Comenzó la campaña electoral para las municipales y autonómicas. Los políticos --veteranos y bisoños-- afrontan todos con la misma ilusión sus mítines, desplazándose, como buhoneros, de pueblo en pueblo, de barrio en barrio, intentado seducir a ingenuos electores. Se mercadea con la libertad, la igualdad, la justicia o el bienestar. Se ofrecen bálsamos y panaceas. Se promete lo imposible (recordemos las palabras del Mayo francés: "Sed realistas, pedid lo imposible"). Al pueblo las promesas le suenan ya a las cantinelas de siempre. Son las mismas baratijas envueltas en pomposo papel de regalo.

Atravesamos tiempos turbios. Y no me refiero únicamente a la crisis económica. Vivimos una crisis de valores que se acentúa más en el cuadro de nuestros dirigentes. Causa verdadero estupor observar las altas cifras de paro, la precariedad laboral o el grave problema de una juventud sin expectativas y sin horizontes. Frente a esto nos topamos con retiros dorados de excargos públicos, obscenas indemnizaciones de banqueros y cada día un nuevo escándalo político-financiero. El déficit de democracia desencanta al ciudadano, no se siente representado y busca alternativas. Demanda a los partidos cambios profundos en el modelo democrático y más transparencia. Pero los partidos políticos, burocratizados y carentes de democracia interna, solo ofrecen --todos se resisten a cambiar-- listas cerradas y bloqueadas. Como mucho, operaciones cosméticas. El resultado es siempre igual: demasiado profesional de la política. Demasiados políticos enrocados en sus puestos. Hastía ver siempre las mismas caras.

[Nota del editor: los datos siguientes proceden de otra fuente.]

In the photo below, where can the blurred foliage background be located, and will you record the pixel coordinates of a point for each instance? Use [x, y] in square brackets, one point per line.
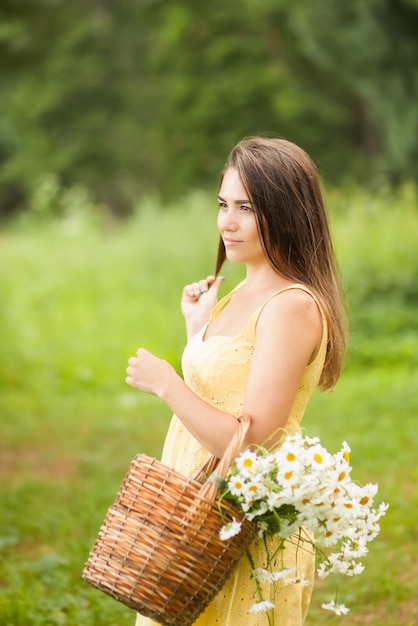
[131, 98]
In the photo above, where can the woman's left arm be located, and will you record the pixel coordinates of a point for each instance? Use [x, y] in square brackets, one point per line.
[288, 335]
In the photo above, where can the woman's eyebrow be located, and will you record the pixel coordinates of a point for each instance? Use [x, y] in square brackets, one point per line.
[236, 201]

En las listas electorales hay de todo. Gente buena, honesta y trabajadora. Pero también, pícaros y aprovechados. En las candidaturas van todos revueltos, cual fruta podrida y sana en las mismas banastas. Y como no queremos que se nos deteriore toda la mercancía, pensamos lo bonito que sería que en las próximas elecciones nos dejaran escoger de cada cesto las mejores frutas.